My friends within the euro system – I do have some – tell me any discussion of contingency planning for a euro departure is streng verboten, because with so many member countries, there are bound to be leaks to the press. Also, Europeans, unlike Americans, do not like to enforce laws on the disclosure of classified information.
Come on. The trick, if you can call it that, is not to make the contingency planning secret, but to make it boring. They are very good at that in Frankfurt and Brussels.
Taking the airport-fiction-nightmares out of euro departure by putting procedures and a model schedule together would reduce the forbidden-fruit attractiveness of the idea. The markets and the public would be better able to weigh the true economic costs and benefits of euro membership. Also, from the eurocracy’s point of view, in negotiations with obdurate counterparties the blackmail of supposedly uncontrollable contagion would be much less powerful.
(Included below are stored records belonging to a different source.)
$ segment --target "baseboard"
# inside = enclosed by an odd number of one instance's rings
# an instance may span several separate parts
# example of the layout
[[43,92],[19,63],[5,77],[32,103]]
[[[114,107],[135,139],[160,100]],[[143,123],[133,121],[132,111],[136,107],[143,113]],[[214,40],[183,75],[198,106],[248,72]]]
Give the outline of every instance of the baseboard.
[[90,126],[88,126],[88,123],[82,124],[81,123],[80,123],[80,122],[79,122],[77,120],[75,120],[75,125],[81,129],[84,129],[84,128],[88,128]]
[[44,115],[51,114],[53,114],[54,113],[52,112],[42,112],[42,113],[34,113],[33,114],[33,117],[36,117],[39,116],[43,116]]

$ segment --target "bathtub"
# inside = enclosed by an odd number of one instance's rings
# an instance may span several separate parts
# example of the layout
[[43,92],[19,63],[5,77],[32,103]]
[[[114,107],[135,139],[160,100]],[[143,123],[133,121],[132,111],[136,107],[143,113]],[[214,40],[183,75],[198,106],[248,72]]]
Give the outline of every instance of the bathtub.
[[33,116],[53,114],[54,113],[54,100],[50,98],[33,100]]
A consistent policy for dealing with sovereign default within the eurozone would have even more recent precedents to draw on. Charles Blitzer, a former International Monetary Fund official who worked on many sovereign debt restructurings over the past couple of decades, says the eurocracy’s fundamental mistake was to assert, against the evidence, that a default would be “unacceptable” or even “unthinkable”. Why not just make it a routine – an expensive, unpleasant, routine, like divorce?
As he asserts, from experience: “You need three things. You [the eurozone] need a clear policy. Never say never. State what you are willing to put up for, say, Portugal, if they deliver on their policy. If they follow through, support them. If they need more money due to external events, then be prepared to help, as long as they keep their word.
“Second, they need to act quickly. Very quickly.” The eurocracy has acted as if delay were its friend.
“Third, do it the way it’s been successfully done before. Exchange offers of bonded debt are not that hard to devise. You ask for enough relief to restore debt sustainability but not much more. Investors then can see an upside for new bonds and participation rates above 90 per cent are achievable.
“The question is what the country can afford. Have the IMF do the calculations; they have the experience and the data.”